Bill Faurot kept digging under that rosebush.
Next he found a black garbage bag that contained a decomposing torso.
I wrote my first noir tale back in Portland — editor Kevin Sampsell dared me. When I started writing, I had no idea whodunit. But as I delved into the history of the genre, I had this harshly shadowed lightbulb moment: the narrator in noir has her own agenda.

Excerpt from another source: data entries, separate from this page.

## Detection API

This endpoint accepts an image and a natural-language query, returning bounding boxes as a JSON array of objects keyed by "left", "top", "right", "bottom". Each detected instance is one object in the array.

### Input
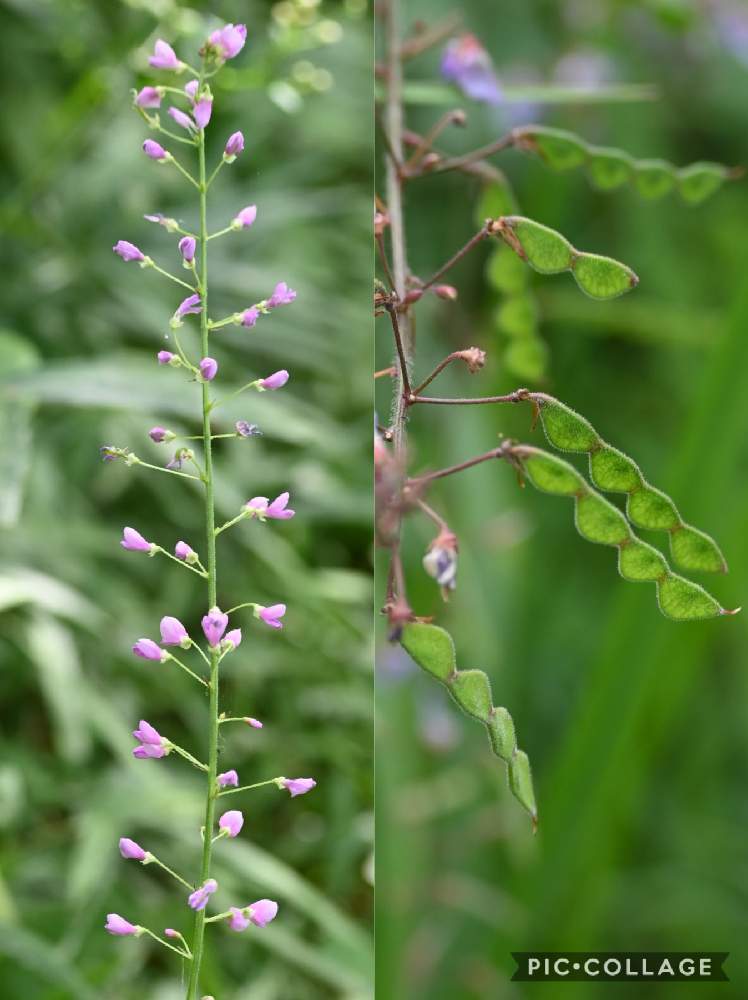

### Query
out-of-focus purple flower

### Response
[
  {"left": 192, "top": 97, "right": 213, "bottom": 128},
  {"left": 208, "top": 24, "right": 247, "bottom": 59},
  {"left": 166, "top": 107, "right": 195, "bottom": 132},
  {"left": 119, "top": 837, "right": 148, "bottom": 861},
  {"left": 223, "top": 132, "right": 244, "bottom": 163},
  {"left": 135, "top": 87, "right": 164, "bottom": 108},
  {"left": 441, "top": 34, "right": 502, "bottom": 104},
  {"left": 160, "top": 615, "right": 190, "bottom": 646},
  {"left": 199, "top": 358, "right": 218, "bottom": 382},
  {"left": 148, "top": 38, "right": 182, "bottom": 70},
  {"left": 257, "top": 604, "right": 286, "bottom": 628},
  {"left": 179, "top": 236, "right": 200, "bottom": 262},
  {"left": 218, "top": 809, "right": 244, "bottom": 837},
  {"left": 281, "top": 778, "right": 317, "bottom": 799},
  {"left": 187, "top": 878, "right": 218, "bottom": 910},
  {"left": 240, "top": 420, "right": 262, "bottom": 437},
  {"left": 201, "top": 608, "right": 229, "bottom": 646},
  {"left": 104, "top": 913, "right": 142, "bottom": 937},
  {"left": 249, "top": 899, "right": 278, "bottom": 927},
  {"left": 143, "top": 139, "right": 171, "bottom": 163},
  {"left": 120, "top": 528, "right": 153, "bottom": 552},
  {"left": 267, "top": 281, "right": 296, "bottom": 309},
  {"left": 260, "top": 368, "right": 290, "bottom": 389},
  {"left": 148, "top": 427, "right": 176, "bottom": 444},
  {"left": 216, "top": 771, "right": 239, "bottom": 788},
  {"left": 174, "top": 542, "right": 197, "bottom": 562},
  {"left": 231, "top": 205, "right": 257, "bottom": 229},
  {"left": 112, "top": 240, "right": 145, "bottom": 260},
  {"left": 229, "top": 906, "right": 249, "bottom": 931}
]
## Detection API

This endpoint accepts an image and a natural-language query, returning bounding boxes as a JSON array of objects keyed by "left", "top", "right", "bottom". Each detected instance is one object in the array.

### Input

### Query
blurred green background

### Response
[
  {"left": 0, "top": 0, "right": 373, "bottom": 1000},
  {"left": 377, "top": 0, "right": 748, "bottom": 1000}
]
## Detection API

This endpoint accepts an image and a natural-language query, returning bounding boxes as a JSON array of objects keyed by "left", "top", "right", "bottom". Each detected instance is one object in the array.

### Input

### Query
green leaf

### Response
[
  {"left": 618, "top": 538, "right": 668, "bottom": 583},
  {"left": 657, "top": 573, "right": 724, "bottom": 622},
  {"left": 448, "top": 670, "right": 492, "bottom": 723},
  {"left": 575, "top": 492, "right": 631, "bottom": 545},
  {"left": 670, "top": 525, "right": 727, "bottom": 573},
  {"left": 572, "top": 253, "right": 639, "bottom": 299},
  {"left": 401, "top": 622, "right": 457, "bottom": 683}
]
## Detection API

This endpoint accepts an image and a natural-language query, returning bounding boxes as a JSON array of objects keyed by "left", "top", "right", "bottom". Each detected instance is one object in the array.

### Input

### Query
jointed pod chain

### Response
[
  {"left": 375, "top": 0, "right": 741, "bottom": 828},
  {"left": 102, "top": 24, "right": 316, "bottom": 1000}
]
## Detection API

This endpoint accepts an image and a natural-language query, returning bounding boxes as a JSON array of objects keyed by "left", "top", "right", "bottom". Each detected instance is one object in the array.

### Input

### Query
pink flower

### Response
[
  {"left": 179, "top": 236, "right": 200, "bottom": 262},
  {"left": 208, "top": 24, "right": 247, "bottom": 59},
  {"left": 119, "top": 837, "right": 148, "bottom": 861},
  {"left": 120, "top": 528, "right": 155, "bottom": 552},
  {"left": 148, "top": 38, "right": 182, "bottom": 70},
  {"left": 234, "top": 204, "right": 257, "bottom": 229},
  {"left": 174, "top": 542, "right": 197, "bottom": 562},
  {"left": 104, "top": 913, "right": 142, "bottom": 937},
  {"left": 187, "top": 878, "right": 218, "bottom": 910},
  {"left": 161, "top": 615, "right": 190, "bottom": 646},
  {"left": 166, "top": 107, "right": 195, "bottom": 132},
  {"left": 192, "top": 97, "right": 213, "bottom": 128},
  {"left": 132, "top": 639, "right": 169, "bottom": 662},
  {"left": 260, "top": 368, "right": 290, "bottom": 389},
  {"left": 202, "top": 608, "right": 229, "bottom": 647},
  {"left": 249, "top": 899, "right": 278, "bottom": 927},
  {"left": 281, "top": 778, "right": 317, "bottom": 799},
  {"left": 198, "top": 358, "right": 218, "bottom": 382},
  {"left": 216, "top": 771, "right": 239, "bottom": 788},
  {"left": 267, "top": 281, "right": 296, "bottom": 309},
  {"left": 257, "top": 604, "right": 286, "bottom": 628},
  {"left": 135, "top": 87, "right": 163, "bottom": 108},
  {"left": 229, "top": 906, "right": 249, "bottom": 931},
  {"left": 143, "top": 139, "right": 171, "bottom": 163},
  {"left": 218, "top": 809, "right": 244, "bottom": 837},
  {"left": 112, "top": 240, "right": 145, "bottom": 260},
  {"left": 223, "top": 132, "right": 244, "bottom": 163}
]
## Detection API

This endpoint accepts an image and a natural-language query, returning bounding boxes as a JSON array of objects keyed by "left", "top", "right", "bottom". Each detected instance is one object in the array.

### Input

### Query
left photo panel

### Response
[{"left": 0, "top": 0, "right": 374, "bottom": 1000}]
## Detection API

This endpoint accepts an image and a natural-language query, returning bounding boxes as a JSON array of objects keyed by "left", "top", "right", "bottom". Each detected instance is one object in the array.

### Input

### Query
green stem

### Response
[{"left": 186, "top": 70, "right": 218, "bottom": 1000}]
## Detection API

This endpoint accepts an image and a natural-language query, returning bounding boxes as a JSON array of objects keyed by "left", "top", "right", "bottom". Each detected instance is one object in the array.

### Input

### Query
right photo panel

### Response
[{"left": 374, "top": 0, "right": 748, "bottom": 1000}]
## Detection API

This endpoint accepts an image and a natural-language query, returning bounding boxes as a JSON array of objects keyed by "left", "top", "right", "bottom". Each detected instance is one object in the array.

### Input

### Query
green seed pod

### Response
[
  {"left": 634, "top": 160, "right": 675, "bottom": 200},
  {"left": 447, "top": 670, "right": 492, "bottom": 723},
  {"left": 486, "top": 708, "right": 517, "bottom": 762},
  {"left": 400, "top": 622, "right": 457, "bottom": 684},
  {"left": 486, "top": 243, "right": 528, "bottom": 295},
  {"left": 573, "top": 253, "right": 639, "bottom": 299},
  {"left": 574, "top": 492, "right": 631, "bottom": 545},
  {"left": 676, "top": 163, "right": 730, "bottom": 205},
  {"left": 587, "top": 146, "right": 635, "bottom": 191},
  {"left": 496, "top": 294, "right": 538, "bottom": 337},
  {"left": 618, "top": 538, "right": 668, "bottom": 583},
  {"left": 590, "top": 445, "right": 643, "bottom": 493},
  {"left": 626, "top": 485, "right": 681, "bottom": 531},
  {"left": 520, "top": 449, "right": 588, "bottom": 497},
  {"left": 657, "top": 573, "right": 724, "bottom": 622},
  {"left": 517, "top": 125, "right": 587, "bottom": 170},
  {"left": 534, "top": 393, "right": 600, "bottom": 451},
  {"left": 502, "top": 215, "right": 574, "bottom": 274},
  {"left": 509, "top": 750, "right": 538, "bottom": 823},
  {"left": 670, "top": 525, "right": 727, "bottom": 573}
]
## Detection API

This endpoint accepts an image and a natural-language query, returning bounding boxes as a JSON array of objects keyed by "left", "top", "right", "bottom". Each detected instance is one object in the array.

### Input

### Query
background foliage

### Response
[
  {"left": 0, "top": 0, "right": 372, "bottom": 1000},
  {"left": 377, "top": 0, "right": 748, "bottom": 1000}
]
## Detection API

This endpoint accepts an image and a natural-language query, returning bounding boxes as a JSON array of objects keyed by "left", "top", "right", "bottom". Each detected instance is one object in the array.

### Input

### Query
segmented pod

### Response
[
  {"left": 530, "top": 393, "right": 727, "bottom": 573},
  {"left": 400, "top": 622, "right": 538, "bottom": 827},
  {"left": 490, "top": 215, "right": 639, "bottom": 299},
  {"left": 514, "top": 125, "right": 742, "bottom": 205},
  {"left": 512, "top": 446, "right": 733, "bottom": 621}
]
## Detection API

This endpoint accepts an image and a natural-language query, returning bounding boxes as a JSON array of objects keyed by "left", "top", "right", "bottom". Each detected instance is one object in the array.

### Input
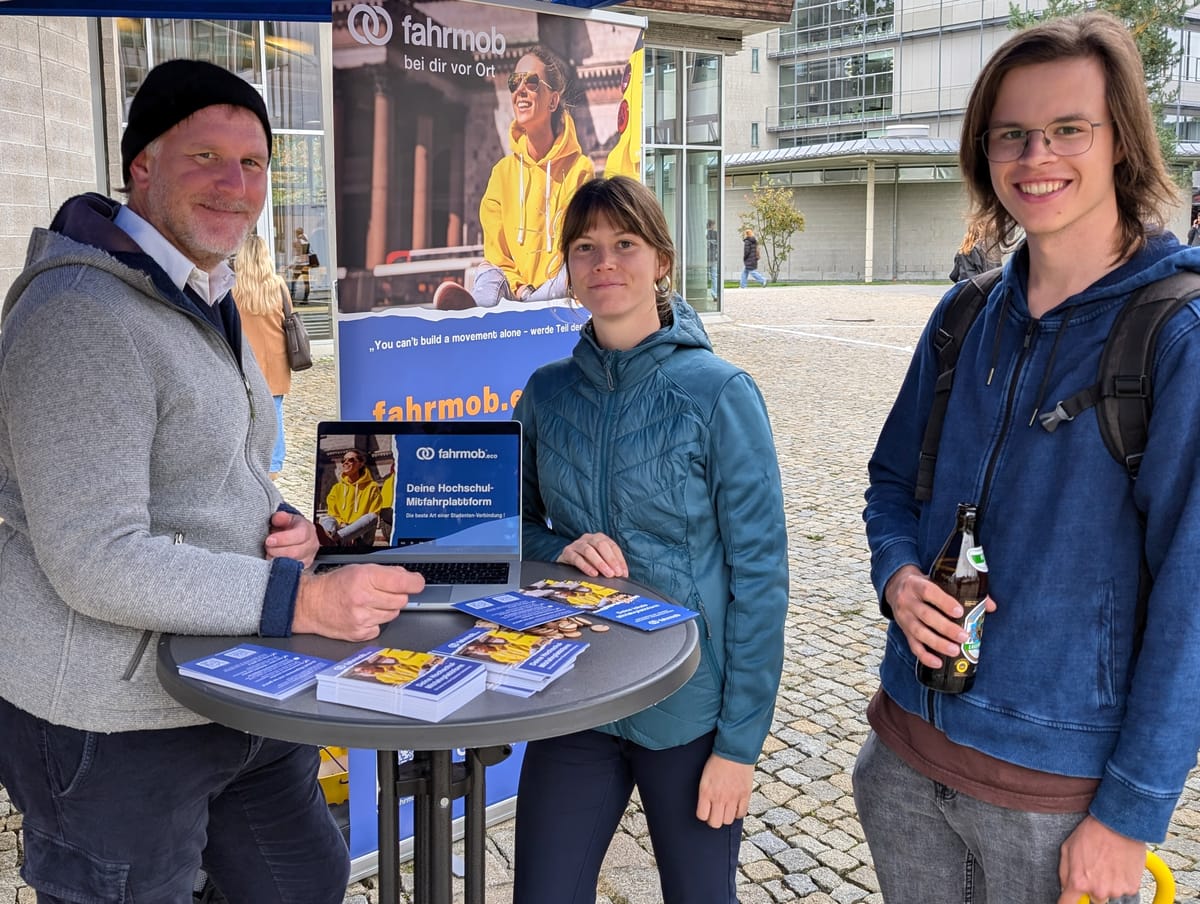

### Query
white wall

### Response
[{"left": 0, "top": 16, "right": 96, "bottom": 297}]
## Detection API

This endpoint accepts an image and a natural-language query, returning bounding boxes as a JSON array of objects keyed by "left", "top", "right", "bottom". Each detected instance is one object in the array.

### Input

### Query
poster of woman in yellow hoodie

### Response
[{"left": 472, "top": 47, "right": 595, "bottom": 307}]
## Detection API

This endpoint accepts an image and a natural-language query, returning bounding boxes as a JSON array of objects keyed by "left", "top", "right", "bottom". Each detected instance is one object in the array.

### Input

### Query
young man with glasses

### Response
[{"left": 854, "top": 13, "right": 1200, "bottom": 904}]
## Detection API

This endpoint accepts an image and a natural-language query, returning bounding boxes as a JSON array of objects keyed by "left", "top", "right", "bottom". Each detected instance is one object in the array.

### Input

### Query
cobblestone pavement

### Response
[{"left": 0, "top": 285, "right": 1200, "bottom": 904}]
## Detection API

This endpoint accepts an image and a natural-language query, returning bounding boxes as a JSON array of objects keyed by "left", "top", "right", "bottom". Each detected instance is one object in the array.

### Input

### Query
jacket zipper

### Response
[
  {"left": 596, "top": 352, "right": 617, "bottom": 537},
  {"left": 925, "top": 321, "right": 1038, "bottom": 730},
  {"left": 976, "top": 321, "right": 1038, "bottom": 525}
]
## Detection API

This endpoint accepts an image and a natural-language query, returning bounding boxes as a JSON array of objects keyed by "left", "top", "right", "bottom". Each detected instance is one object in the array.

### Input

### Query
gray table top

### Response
[{"left": 157, "top": 562, "right": 700, "bottom": 750}]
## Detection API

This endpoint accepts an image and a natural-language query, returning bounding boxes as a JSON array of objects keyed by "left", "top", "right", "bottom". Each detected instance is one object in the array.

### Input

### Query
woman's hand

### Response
[
  {"left": 696, "top": 754, "right": 754, "bottom": 828},
  {"left": 883, "top": 565, "right": 996, "bottom": 669},
  {"left": 558, "top": 533, "right": 629, "bottom": 577}
]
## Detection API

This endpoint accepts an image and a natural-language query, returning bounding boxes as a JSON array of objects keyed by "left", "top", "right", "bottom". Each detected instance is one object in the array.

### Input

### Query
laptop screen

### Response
[{"left": 313, "top": 421, "right": 521, "bottom": 559}]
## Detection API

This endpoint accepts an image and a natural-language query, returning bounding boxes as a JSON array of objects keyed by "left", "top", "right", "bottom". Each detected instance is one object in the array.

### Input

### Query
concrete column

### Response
[
  {"left": 365, "top": 71, "right": 391, "bottom": 270},
  {"left": 413, "top": 113, "right": 433, "bottom": 249},
  {"left": 863, "top": 160, "right": 875, "bottom": 282}
]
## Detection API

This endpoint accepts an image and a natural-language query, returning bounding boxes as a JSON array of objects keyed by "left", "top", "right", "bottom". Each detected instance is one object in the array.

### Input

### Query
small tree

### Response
[
  {"left": 742, "top": 173, "right": 804, "bottom": 282},
  {"left": 1008, "top": 0, "right": 1193, "bottom": 185}
]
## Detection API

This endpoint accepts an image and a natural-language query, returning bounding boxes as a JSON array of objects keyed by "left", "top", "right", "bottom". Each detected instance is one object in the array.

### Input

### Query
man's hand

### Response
[
  {"left": 292, "top": 564, "right": 425, "bottom": 641},
  {"left": 883, "top": 565, "right": 996, "bottom": 669},
  {"left": 696, "top": 754, "right": 754, "bottom": 828},
  {"left": 1058, "top": 815, "right": 1146, "bottom": 904},
  {"left": 265, "top": 510, "right": 318, "bottom": 568},
  {"left": 558, "top": 533, "right": 629, "bottom": 577}
]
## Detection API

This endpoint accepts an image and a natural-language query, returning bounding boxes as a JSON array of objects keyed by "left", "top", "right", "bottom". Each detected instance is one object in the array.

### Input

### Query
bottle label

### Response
[
  {"left": 962, "top": 599, "right": 988, "bottom": 665},
  {"left": 967, "top": 546, "right": 988, "bottom": 571}
]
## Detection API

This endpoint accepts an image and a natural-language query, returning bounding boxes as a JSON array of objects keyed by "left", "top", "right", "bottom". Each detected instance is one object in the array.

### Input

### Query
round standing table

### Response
[{"left": 157, "top": 562, "right": 700, "bottom": 904}]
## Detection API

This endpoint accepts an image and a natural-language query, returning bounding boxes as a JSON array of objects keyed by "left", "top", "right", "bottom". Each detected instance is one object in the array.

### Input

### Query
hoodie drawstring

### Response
[
  {"left": 1030, "top": 306, "right": 1075, "bottom": 430},
  {"left": 984, "top": 292, "right": 1008, "bottom": 387}
]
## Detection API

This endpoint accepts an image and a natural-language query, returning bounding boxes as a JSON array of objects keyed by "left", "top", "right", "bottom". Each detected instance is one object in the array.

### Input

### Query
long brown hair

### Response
[
  {"left": 959, "top": 11, "right": 1178, "bottom": 258},
  {"left": 233, "top": 234, "right": 292, "bottom": 315},
  {"left": 558, "top": 175, "right": 676, "bottom": 327}
]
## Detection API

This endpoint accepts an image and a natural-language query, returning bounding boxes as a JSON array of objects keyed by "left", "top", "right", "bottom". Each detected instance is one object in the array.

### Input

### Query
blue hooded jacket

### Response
[
  {"left": 516, "top": 297, "right": 787, "bottom": 764},
  {"left": 864, "top": 234, "right": 1200, "bottom": 842}
]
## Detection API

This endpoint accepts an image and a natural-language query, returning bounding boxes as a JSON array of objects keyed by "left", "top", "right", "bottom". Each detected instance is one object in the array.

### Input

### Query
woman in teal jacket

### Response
[{"left": 514, "top": 176, "right": 787, "bottom": 904}]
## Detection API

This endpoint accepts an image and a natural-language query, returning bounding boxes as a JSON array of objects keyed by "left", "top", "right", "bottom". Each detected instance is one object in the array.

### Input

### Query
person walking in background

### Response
[
  {"left": 233, "top": 235, "right": 292, "bottom": 480},
  {"left": 0, "top": 60, "right": 425, "bottom": 904},
  {"left": 950, "top": 223, "right": 1000, "bottom": 282},
  {"left": 290, "top": 226, "right": 314, "bottom": 301},
  {"left": 853, "top": 12, "right": 1200, "bottom": 904},
  {"left": 514, "top": 176, "right": 787, "bottom": 904},
  {"left": 465, "top": 47, "right": 595, "bottom": 307},
  {"left": 704, "top": 220, "right": 721, "bottom": 301},
  {"left": 742, "top": 228, "right": 767, "bottom": 288}
]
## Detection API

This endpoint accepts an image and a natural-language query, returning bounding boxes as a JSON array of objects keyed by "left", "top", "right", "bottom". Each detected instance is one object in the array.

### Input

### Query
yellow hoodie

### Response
[
  {"left": 479, "top": 112, "right": 595, "bottom": 295},
  {"left": 325, "top": 469, "right": 383, "bottom": 525}
]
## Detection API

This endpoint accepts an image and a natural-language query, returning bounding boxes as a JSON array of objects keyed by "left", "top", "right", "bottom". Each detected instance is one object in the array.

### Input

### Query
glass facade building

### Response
[{"left": 642, "top": 47, "right": 722, "bottom": 312}]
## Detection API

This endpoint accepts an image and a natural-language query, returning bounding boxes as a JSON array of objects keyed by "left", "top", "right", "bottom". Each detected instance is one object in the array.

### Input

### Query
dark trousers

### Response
[
  {"left": 0, "top": 700, "right": 350, "bottom": 904},
  {"left": 512, "top": 731, "right": 742, "bottom": 904}
]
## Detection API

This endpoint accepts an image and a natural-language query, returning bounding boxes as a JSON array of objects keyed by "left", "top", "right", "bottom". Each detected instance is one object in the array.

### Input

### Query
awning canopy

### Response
[{"left": 0, "top": 0, "right": 617, "bottom": 22}]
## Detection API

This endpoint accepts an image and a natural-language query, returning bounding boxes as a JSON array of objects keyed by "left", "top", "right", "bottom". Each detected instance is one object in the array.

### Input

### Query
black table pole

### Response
[{"left": 376, "top": 750, "right": 400, "bottom": 904}]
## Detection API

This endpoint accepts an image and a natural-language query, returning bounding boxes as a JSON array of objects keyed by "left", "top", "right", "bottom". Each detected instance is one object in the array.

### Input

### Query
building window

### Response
[
  {"left": 779, "top": 0, "right": 895, "bottom": 53},
  {"left": 779, "top": 49, "right": 894, "bottom": 130},
  {"left": 642, "top": 47, "right": 722, "bottom": 311}
]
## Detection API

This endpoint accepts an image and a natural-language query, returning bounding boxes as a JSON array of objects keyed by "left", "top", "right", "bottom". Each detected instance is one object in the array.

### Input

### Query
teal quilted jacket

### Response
[{"left": 515, "top": 297, "right": 787, "bottom": 764}]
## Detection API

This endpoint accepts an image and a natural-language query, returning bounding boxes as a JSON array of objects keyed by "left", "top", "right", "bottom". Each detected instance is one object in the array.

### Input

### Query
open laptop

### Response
[{"left": 313, "top": 420, "right": 521, "bottom": 609}]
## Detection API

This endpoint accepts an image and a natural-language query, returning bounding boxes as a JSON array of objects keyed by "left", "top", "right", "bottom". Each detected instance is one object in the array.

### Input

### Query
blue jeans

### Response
[
  {"left": 0, "top": 700, "right": 350, "bottom": 904},
  {"left": 742, "top": 267, "right": 767, "bottom": 288},
  {"left": 853, "top": 731, "right": 1138, "bottom": 904},
  {"left": 271, "top": 395, "right": 288, "bottom": 474},
  {"left": 512, "top": 731, "right": 742, "bottom": 904}
]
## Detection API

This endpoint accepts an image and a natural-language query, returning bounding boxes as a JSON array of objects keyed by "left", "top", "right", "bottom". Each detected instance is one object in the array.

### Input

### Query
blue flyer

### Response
[
  {"left": 454, "top": 591, "right": 576, "bottom": 631},
  {"left": 593, "top": 597, "right": 697, "bottom": 631}
]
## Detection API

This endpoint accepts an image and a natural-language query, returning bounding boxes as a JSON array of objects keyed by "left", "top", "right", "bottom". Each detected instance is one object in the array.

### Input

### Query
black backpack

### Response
[{"left": 914, "top": 267, "right": 1200, "bottom": 501}]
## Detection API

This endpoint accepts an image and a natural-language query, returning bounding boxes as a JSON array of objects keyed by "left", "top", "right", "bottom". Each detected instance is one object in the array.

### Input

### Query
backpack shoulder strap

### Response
[
  {"left": 1040, "top": 270, "right": 1200, "bottom": 479},
  {"left": 1096, "top": 270, "right": 1200, "bottom": 478},
  {"left": 913, "top": 267, "right": 1003, "bottom": 502}
]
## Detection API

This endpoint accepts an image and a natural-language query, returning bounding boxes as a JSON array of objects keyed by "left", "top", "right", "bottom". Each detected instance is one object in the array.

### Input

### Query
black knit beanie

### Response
[{"left": 121, "top": 60, "right": 271, "bottom": 185}]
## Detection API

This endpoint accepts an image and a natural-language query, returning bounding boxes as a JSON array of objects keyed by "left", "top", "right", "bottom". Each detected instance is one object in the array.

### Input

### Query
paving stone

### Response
[{"left": 784, "top": 873, "right": 817, "bottom": 896}]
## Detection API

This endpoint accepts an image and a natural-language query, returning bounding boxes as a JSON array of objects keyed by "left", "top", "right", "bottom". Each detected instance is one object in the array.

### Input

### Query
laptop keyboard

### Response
[
  {"left": 403, "top": 562, "right": 509, "bottom": 583},
  {"left": 314, "top": 562, "right": 510, "bottom": 583}
]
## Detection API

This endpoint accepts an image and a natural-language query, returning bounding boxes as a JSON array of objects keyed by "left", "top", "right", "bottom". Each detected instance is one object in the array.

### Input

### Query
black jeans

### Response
[
  {"left": 512, "top": 731, "right": 742, "bottom": 904},
  {"left": 0, "top": 700, "right": 350, "bottom": 904}
]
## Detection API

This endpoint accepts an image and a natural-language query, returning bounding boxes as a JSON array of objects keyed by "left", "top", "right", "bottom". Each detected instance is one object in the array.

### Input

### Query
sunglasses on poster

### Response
[{"left": 509, "top": 72, "right": 558, "bottom": 94}]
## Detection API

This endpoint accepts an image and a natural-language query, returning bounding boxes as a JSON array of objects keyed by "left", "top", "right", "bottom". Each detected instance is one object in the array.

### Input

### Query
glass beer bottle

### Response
[{"left": 917, "top": 502, "right": 988, "bottom": 694}]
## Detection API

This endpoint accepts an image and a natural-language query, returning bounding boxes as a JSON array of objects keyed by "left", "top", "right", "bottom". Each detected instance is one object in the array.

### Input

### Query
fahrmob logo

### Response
[
  {"left": 346, "top": 4, "right": 391, "bottom": 47},
  {"left": 403, "top": 14, "right": 509, "bottom": 56}
]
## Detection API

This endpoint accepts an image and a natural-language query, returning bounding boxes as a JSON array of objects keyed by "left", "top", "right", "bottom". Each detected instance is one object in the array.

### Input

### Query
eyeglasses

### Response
[
  {"left": 509, "top": 72, "right": 558, "bottom": 94},
  {"left": 979, "top": 119, "right": 1112, "bottom": 163}
]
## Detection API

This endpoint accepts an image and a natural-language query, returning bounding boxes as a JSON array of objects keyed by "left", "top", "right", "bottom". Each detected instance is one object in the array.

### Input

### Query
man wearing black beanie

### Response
[{"left": 0, "top": 60, "right": 424, "bottom": 904}]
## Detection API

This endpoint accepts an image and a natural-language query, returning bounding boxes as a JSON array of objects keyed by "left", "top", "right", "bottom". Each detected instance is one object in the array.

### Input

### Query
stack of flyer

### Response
[
  {"left": 179, "top": 643, "right": 334, "bottom": 700},
  {"left": 430, "top": 625, "right": 588, "bottom": 696},
  {"left": 317, "top": 647, "right": 487, "bottom": 722},
  {"left": 454, "top": 579, "right": 697, "bottom": 636}
]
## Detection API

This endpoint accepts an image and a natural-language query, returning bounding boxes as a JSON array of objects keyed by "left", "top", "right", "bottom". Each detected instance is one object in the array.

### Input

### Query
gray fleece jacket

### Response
[{"left": 0, "top": 196, "right": 301, "bottom": 732}]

The victim has agency in noir as well. Morality — and immorality — exist outside the law. Women and outsiders have real power. Like punk rock, noir owns the dystopian now and allows nihilism to meet camp. Like postcolonialism, noir speaks to the human consequences of external control and economic exploitation.
After he found the torso in the black garbage bag under the rosebush, Bill Faurot called the police.
It was a new body, that was for sure. Buried in the last couple of decades, anyway. Medical examiners ruled the remains were those of a female who died from a skull fracture that was probably caused by a gunshot. Her body parts bore markings similar to those made by a saw.